The Curmudgeon


Tuesday, December 13, 2011

Impulse Control

A report into neuroscience and the law has once again pointed up the dangers of mixing the moral and political with the merely scientific. Scientists have discovered that children and adolescents are less mature than adults, and some have reasoned from this that "the age of criminal responsibility in the UK is unreasonably low, and the evidence of individual differences suggests that an arbitrary cut-off age may not be justifiable", except perhaps from the viewpoint of lynch-mob ethics and prison profitability.
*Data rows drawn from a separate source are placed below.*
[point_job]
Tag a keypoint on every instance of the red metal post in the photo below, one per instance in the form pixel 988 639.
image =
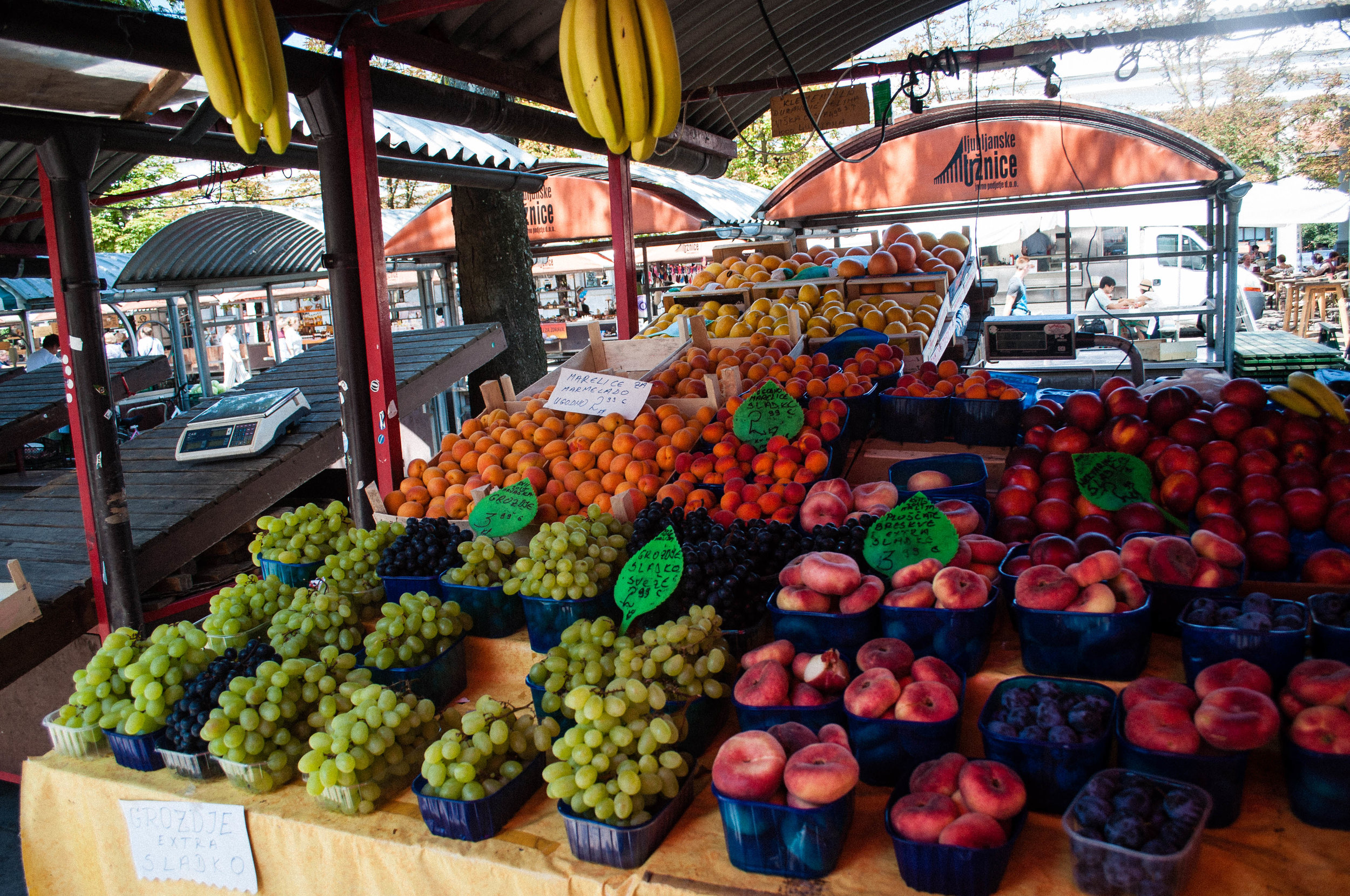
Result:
pixel 370 260
pixel 622 231
pixel 73 406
As scientists, lawyers and pre-governmental Liberal Democrats we may, of course, deplore such things as moral outrages; but, politics being the art of the possible in a big society which has no very big interest in educating, amusing or employing its offspring, what else is one to do?

On the bright side, a former professor of law at King's College London claims that it is impossible to predict with any degree of certainty or accuracy whether a particular individual will re-offend on leaving prison; which is about as compelling an argument for harsher laws and longer sentences as any socially mature pension-plundering warmonger is likely to require.


  • At 8:14 pm , Anonymous Madame X said...

    We used to have something called the juvenile justice system that was designed to educate and rehabilitate, which could hold inmates until they were 25. Now we just try children as adults and house them in supermaxes up to life without parole (meaning forever). It's not as expensive as you'd think, because children rarely survive to adulthood that hostile environment.

    This is considered perfectly acceptable by people who excuse their own cruel actions by alleging satanic interference or patriotism or market forces.